II. İzzeddin Keykavus’un Bizans imparatoru tarafından hapsedildiği yerden kim kurtarmıştır?
II. İzzeddin Keykavus’un Bizans imparatoru tarafından hapsedildiğini öğrenen Altın Ordu hanı Berke’nin gönderdiği kuvvetler Enez’e kadar gelerek II. Keykavus ile oğulları Mesud ve Geyumers’i de yanlarına alarak Kırım’a götürdüler. II. Keykavus 1279/80 yılına kadar Kırım’da yaşadıktan sonra burada öldü.
Anadolu’da siyasî istikrarın yeniden sağlandığı IX. yüzyılın ikinci yarısı ile XI. yüzyılın ilk çeyreği arasıdaki dönemde Bizans yönetiminin Anadolu’daki tutumu ne olmuştur
Anadolu’da siyasî istikrarın yeniden sağlandığı IX. yüzyılın ikinci yarısı ile XI. yüzyılın ilk çeyreği arasıdaki dönemde Bizans yönetiminin Anadolu’ya askerî, dinî ve ekonomik amaçlı nüfus transferleri, XII. yüzyılda Komninos hanedanı imparatorlarının Türkleri kıyı bölgelerinden uzaklaştırdıktan sonra Anadolu’daki Bizans şehirlerinin surlarını güçlendirmeleri ve nihayet XIII. yüzyılda İznik İmparatorluğu’nun Batı Anadolu’da kurduğu birlik, Türk yayılması karşısında yerli nüfusun korunmasına kısmen de olsa katkıda bulunmuştur.
Anadolu Selçuklu Devleti’nin kurulmasının ardından Türkmen akınlarının yerini ne almıştır?
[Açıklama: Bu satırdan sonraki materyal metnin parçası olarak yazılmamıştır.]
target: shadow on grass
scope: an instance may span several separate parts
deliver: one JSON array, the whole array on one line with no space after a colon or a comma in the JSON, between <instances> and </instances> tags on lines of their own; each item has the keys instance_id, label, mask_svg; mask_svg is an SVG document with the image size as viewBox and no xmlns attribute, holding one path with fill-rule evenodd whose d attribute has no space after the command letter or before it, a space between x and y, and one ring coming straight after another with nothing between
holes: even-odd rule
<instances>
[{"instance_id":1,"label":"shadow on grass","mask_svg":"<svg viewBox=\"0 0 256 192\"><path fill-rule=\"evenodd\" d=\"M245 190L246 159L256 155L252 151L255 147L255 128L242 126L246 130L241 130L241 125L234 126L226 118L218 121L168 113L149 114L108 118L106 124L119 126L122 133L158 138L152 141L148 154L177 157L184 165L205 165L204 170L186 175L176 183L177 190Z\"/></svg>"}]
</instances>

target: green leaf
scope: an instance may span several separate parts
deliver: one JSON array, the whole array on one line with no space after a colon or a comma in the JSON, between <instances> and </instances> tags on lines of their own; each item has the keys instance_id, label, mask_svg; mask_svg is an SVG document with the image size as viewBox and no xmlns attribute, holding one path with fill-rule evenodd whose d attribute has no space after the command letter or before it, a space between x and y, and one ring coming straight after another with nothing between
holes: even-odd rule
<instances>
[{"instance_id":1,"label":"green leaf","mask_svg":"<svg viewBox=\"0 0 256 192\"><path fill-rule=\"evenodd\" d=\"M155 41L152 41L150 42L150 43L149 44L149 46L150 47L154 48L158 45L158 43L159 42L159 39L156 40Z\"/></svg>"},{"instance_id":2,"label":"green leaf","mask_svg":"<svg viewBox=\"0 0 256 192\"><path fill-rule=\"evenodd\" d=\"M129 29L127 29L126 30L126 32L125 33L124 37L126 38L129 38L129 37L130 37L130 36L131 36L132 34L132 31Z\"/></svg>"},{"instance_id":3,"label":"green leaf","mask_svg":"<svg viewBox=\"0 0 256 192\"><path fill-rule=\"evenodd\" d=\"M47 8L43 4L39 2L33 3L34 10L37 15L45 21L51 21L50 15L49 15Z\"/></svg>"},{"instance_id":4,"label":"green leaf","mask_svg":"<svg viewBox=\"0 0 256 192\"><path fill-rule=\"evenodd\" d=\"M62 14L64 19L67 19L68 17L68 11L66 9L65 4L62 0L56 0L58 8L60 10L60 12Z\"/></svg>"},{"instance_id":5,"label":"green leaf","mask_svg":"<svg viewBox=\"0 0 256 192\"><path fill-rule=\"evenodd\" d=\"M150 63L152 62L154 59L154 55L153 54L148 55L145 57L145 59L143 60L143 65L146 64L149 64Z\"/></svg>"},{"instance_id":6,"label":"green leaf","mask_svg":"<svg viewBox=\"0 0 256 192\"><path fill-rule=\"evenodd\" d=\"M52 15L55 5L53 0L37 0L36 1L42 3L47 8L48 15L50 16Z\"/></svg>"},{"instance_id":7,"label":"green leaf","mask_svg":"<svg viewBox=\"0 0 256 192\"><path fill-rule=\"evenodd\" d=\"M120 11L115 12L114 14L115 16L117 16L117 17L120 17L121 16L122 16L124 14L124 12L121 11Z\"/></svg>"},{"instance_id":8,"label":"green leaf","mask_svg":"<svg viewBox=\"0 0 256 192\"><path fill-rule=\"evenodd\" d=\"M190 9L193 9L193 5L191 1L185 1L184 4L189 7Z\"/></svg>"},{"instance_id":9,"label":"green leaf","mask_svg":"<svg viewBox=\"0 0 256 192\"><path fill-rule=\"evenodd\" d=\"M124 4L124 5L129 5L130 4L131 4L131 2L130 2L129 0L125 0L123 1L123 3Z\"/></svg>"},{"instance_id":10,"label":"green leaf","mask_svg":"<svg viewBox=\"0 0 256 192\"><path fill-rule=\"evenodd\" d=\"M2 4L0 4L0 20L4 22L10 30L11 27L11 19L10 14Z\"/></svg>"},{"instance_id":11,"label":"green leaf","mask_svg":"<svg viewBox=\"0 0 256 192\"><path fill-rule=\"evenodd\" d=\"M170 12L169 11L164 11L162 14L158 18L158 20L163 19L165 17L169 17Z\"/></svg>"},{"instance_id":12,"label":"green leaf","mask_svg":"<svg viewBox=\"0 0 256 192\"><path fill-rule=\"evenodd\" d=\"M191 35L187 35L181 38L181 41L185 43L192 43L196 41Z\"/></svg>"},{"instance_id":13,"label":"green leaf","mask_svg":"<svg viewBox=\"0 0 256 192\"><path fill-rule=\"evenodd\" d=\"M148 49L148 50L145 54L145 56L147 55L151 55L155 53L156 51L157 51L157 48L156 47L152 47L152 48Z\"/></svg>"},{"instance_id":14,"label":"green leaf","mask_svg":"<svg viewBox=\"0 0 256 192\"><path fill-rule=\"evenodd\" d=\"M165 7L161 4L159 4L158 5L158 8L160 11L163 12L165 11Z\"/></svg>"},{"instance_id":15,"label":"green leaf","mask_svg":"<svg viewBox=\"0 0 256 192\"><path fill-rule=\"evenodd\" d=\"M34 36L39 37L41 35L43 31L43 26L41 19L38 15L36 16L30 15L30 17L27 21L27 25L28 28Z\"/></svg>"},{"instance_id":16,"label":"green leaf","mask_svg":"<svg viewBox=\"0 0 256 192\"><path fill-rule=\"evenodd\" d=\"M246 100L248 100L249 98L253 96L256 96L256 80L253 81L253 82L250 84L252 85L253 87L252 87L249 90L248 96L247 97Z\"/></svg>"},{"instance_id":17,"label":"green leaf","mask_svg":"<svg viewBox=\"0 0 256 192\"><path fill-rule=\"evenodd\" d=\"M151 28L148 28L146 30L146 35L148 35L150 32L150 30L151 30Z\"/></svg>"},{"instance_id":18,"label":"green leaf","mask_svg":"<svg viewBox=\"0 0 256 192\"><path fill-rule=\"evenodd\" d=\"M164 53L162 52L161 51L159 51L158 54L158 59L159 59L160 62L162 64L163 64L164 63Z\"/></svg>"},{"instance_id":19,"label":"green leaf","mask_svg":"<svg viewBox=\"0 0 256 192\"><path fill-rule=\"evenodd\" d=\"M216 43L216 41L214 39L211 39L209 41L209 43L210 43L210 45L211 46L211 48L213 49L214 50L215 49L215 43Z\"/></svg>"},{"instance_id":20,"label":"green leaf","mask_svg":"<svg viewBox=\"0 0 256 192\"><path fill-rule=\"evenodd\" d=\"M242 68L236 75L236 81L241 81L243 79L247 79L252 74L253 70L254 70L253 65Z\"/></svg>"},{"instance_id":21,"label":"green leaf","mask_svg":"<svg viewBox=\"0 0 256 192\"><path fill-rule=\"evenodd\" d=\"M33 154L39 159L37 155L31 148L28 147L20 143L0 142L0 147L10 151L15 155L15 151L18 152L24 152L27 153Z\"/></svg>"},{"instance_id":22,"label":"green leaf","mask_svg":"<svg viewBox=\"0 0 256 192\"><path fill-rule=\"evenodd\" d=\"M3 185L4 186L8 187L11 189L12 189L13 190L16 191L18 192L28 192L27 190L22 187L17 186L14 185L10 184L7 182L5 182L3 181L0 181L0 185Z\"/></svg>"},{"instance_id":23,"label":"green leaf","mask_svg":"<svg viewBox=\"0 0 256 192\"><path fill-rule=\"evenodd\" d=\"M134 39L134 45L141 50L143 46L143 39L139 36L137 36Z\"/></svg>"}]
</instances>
Anadolu Selçuklu Devleti’nin kurulmasının ardından daha önce çoğunlukla ganimet elde etmeye yönelik Türkmen akınlarının yerini devlet nizamı ve kanunları çerçevesinde yapılan fetihler almıştır. Bu toprakları bir vatan olarak gören Selçuklu sultanları kurdukları devletin sınırlarını genişletmek için yaptıkları seferler sırasında ele geçirdikleri bölgelerde asayiş ve huzurun temini için gerekli tedbirleri almışlardır. Devlet sınırlarına dahil edilen bölgelerde yaşayan gayr-i müslim ahaliyi de kendi tebaası olarak gören Selçuklu yönetimi onların da Müslüman halkın sahip olduğu haklara sahip olmalarını sağlamıştır. Selçuklu sultanlarının takip ettiği adaletli yönetim ilk Selçuklu akınları sırasında tedirgin olan yerli nüfusun Selçuklu yönetimine güvenmelerini ve sadakatle bağlanmalarını temin etmiştir.
Bizans İmparatorluğu ile Selçuklu Türkleri arasındaki mücadelenin sonucu ne olmuştur?
Bizans İmparatorluğu ile Selçuklu Türkleri arasında XI. yüzyılın ilk çeyreğinden itibaren başlayan ve 1308 yılında Anadolu Selçuklu Devleti’nin yıkılışına kadar devam eden ilişkiler çoğunlukla mücadele şeklinde geçmiştir. Bu mücadele Bizans açısından Türkleri Anadolu’dan çıkarmak, Selçuklular açısından kendilerine yurt olarak seçtikleri bu topraklarda tutunabilmek için yapılmıştır. Bizans İmparatorluğu tüm çabalarına rağmen sürekli olarak toprak kaybederken, Selçuklular her geçen gün hâkimiyet sahalarını biraz daha genişletmişlerdir.